The key point in any case is that we already have post-tenure review, every five years (a lot of reporting misses this rather crucial point). It is apparently not implemented in some (many? I don’t know) departments. But in mine, for example, it is implemented. And every five years one can do a far more serious and long term review. So for those departments like mine the proposed change would increase administrative cost, and lower the quality of the review.
Given the great variety of departments and other units that we have, that any large university has, it is very unlikely that one system will work well everywhere. Through the debate I became convinced that the system we have is not implemented across the board, because it is hard to implement in small departments (I am in a large one), so the solution is to allow a number of systems of post-tenure review, different ones for different units. It would have been very difficult to amend the proposal we were considering in the way that would incorporate what I think is the necessary diversity. So I voted against it.
K
March 28th, 2009 at 2:27PM
Good for Mr. UD.
I wish he were here at Minnesota.
There may be an interesting faculty senate meeting here this week concerning OurLeader’s unilateral decision to have the Provost absorb the Graduate School without proper consultation.
More later.
Bill Gleason
U of Minnesota
March 28th, 2009 at 3:11PM
Since Mr. UD spoke directly to this, maybe here is the place to get an answer to my question . . .

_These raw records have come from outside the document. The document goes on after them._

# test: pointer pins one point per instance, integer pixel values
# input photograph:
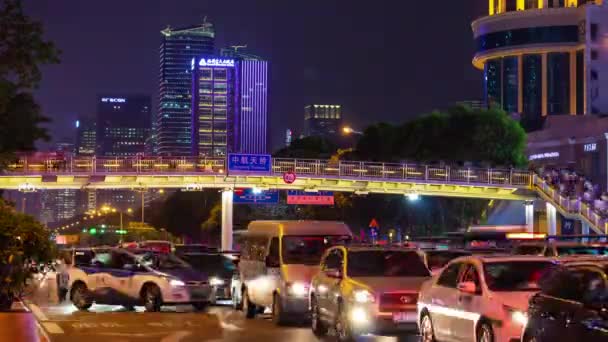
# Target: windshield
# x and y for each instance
(529, 250)
(213, 264)
(581, 250)
(386, 264)
(162, 261)
(438, 259)
(307, 250)
(515, 275)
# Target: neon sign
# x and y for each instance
(545, 155)
(590, 147)
(113, 99)
(221, 62)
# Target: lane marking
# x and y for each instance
(40, 316)
(52, 328)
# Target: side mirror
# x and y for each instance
(467, 287)
(333, 273)
(272, 262)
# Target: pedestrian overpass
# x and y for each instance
(31, 173)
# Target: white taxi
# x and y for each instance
(119, 277)
(480, 298)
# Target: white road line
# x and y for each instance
(40, 316)
(52, 328)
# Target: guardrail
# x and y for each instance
(572, 205)
(302, 167)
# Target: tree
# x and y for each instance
(22, 51)
(22, 239)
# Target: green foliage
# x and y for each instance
(22, 239)
(483, 137)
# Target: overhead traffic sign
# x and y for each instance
(256, 163)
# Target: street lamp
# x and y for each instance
(349, 130)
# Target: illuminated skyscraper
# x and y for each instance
(251, 121)
(173, 127)
(322, 120)
(544, 57)
(215, 106)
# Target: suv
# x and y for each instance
(367, 289)
(559, 249)
(128, 278)
(572, 304)
(480, 298)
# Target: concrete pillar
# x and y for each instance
(529, 206)
(227, 203)
(551, 219)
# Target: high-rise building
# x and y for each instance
(86, 137)
(251, 121)
(123, 125)
(544, 57)
(173, 128)
(214, 106)
(322, 120)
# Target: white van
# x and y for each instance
(278, 261)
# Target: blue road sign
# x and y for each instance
(259, 163)
(251, 196)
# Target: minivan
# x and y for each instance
(278, 261)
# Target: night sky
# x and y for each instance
(382, 60)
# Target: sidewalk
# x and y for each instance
(19, 325)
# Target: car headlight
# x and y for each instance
(215, 281)
(363, 296)
(297, 289)
(176, 283)
(517, 316)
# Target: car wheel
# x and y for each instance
(248, 306)
(344, 331)
(318, 327)
(81, 298)
(152, 298)
(278, 317)
(200, 306)
(426, 329)
(236, 304)
(485, 333)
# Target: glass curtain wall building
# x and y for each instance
(214, 106)
(251, 123)
(544, 57)
(173, 129)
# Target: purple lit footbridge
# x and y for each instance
(359, 177)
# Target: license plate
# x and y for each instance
(404, 317)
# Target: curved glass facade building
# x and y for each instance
(544, 57)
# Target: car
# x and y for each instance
(436, 259)
(365, 289)
(138, 277)
(278, 260)
(559, 249)
(160, 246)
(220, 267)
(571, 306)
(480, 298)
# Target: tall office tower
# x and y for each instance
(123, 125)
(544, 57)
(86, 137)
(251, 120)
(173, 122)
(322, 120)
(214, 106)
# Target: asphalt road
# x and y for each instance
(63, 323)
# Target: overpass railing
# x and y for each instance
(302, 167)
(573, 206)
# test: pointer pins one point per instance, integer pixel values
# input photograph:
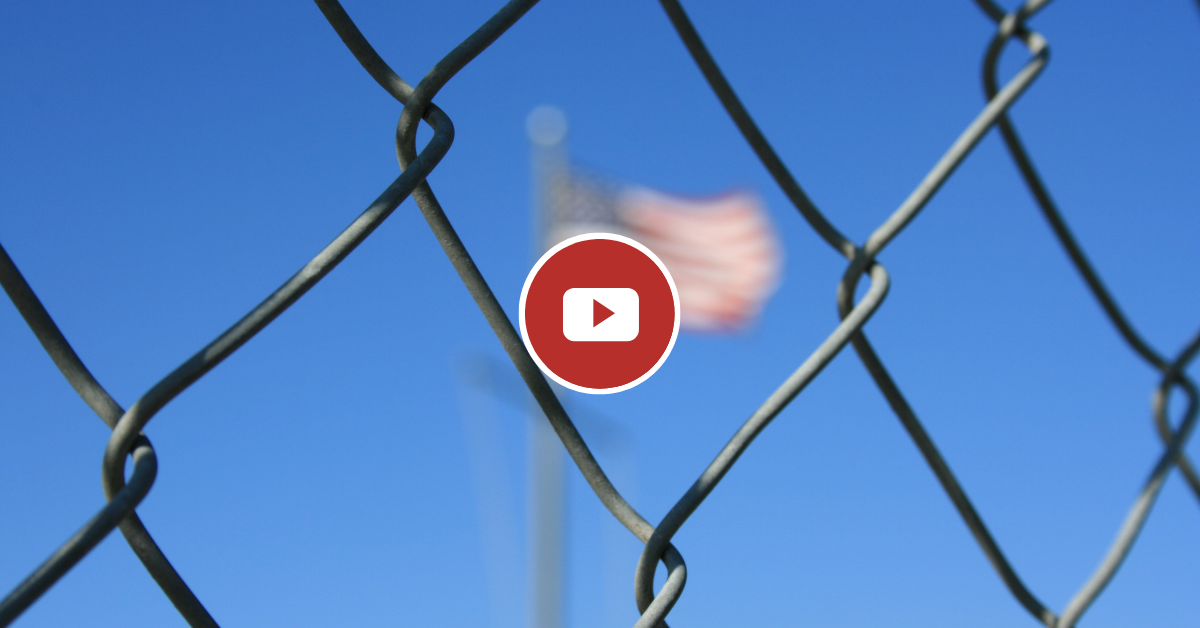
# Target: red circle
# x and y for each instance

The reaction I posted on this story when it came up on Inside Higher Education was puzzlement–what would make this such a terrible administrative burden? Isn’t annual evaluation a routine part of most academic institutions? Would it be so hard to use that to monitor tenured professors for egregious underperformance?
March 28th, 2009 at 3:16PM
I’ll send your question to Mr UD, Dave.
March 31st, 2009 at 1:32PM
[post-update] Thanks for the clarification. Yes, indeed, the fact that Maryland ALREADY HAS post-tenure review puts a significantly different spin on this story.